The studies discussed here obviously contest the entirely false but pertaining image of the untainted Wehrmacht. On the contrary, the active involvement of ordinary soldiers in the extermination of Jewish, Russian, and Serbian men, women, and children can no longer be ignored or blamed on superior commanding officers. The research projects surrounding the Wehrmacht exhibitions have also challenged both historians’ and the public’s view that the Holocaust took place in sealed-off concentration camps, far away from the reality of the Nazi-German troops.

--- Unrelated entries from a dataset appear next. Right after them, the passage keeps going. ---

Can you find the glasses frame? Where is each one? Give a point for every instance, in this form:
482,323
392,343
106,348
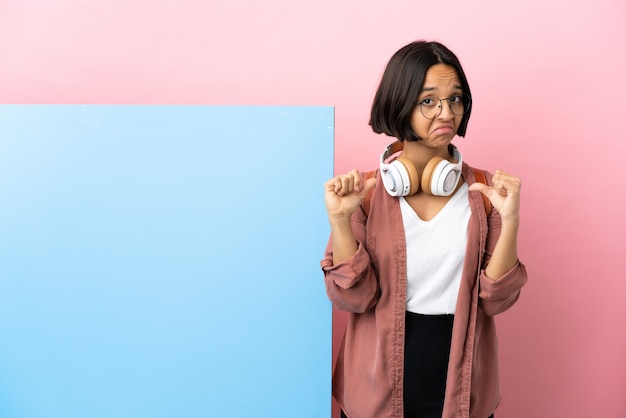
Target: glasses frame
466,99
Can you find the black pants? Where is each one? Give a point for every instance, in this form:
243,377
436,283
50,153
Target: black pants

Several months after the publication of the German-language edition, another volume was released which focused on conveying history to young visitors to the stage of the second Wehrmacht exhibition.[2] It contains, among other articles, a striking survey conducted among third- and fourth- generation teenagers of how information about the Second World War and Holocaust was transmitted in their families and whether anti-Semitic, anti-Slavic, or revisionist language was used. Not all respondents had Nazi grandparents; some of them come from a migratory background.

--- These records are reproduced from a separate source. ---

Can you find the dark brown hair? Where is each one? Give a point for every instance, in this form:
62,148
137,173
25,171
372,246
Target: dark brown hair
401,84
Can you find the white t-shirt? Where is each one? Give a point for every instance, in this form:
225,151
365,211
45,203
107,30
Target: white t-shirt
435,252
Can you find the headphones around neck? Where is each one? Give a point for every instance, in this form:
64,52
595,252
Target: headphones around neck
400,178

The Discursive Construction of History is an accomplished collection of article is written on a high level with findings of scholarly interest. If it has one shortcoming, it is the relative lack of attention paid to commemoration and education in contemporary school and media settings.

*     *     *

Notes

[1]. (Vienna: Czernin, 2003).

[2]. Renate Höllwart, Charlotte Martinz-Turek, Nora Sternfeld and Alexander Pollak, eds, In einer Wehrmachtsaustellung. Erfahrungen mit Geschichtsvermittlung (Vienna: Verlag Turia & Kant, 2003).

 

*     *     *

 

ELISABETH KUEBLER is an associate lecturer at the Lauder Business School, Vienna, and lecturer at the Department of Government at the University of Vienna.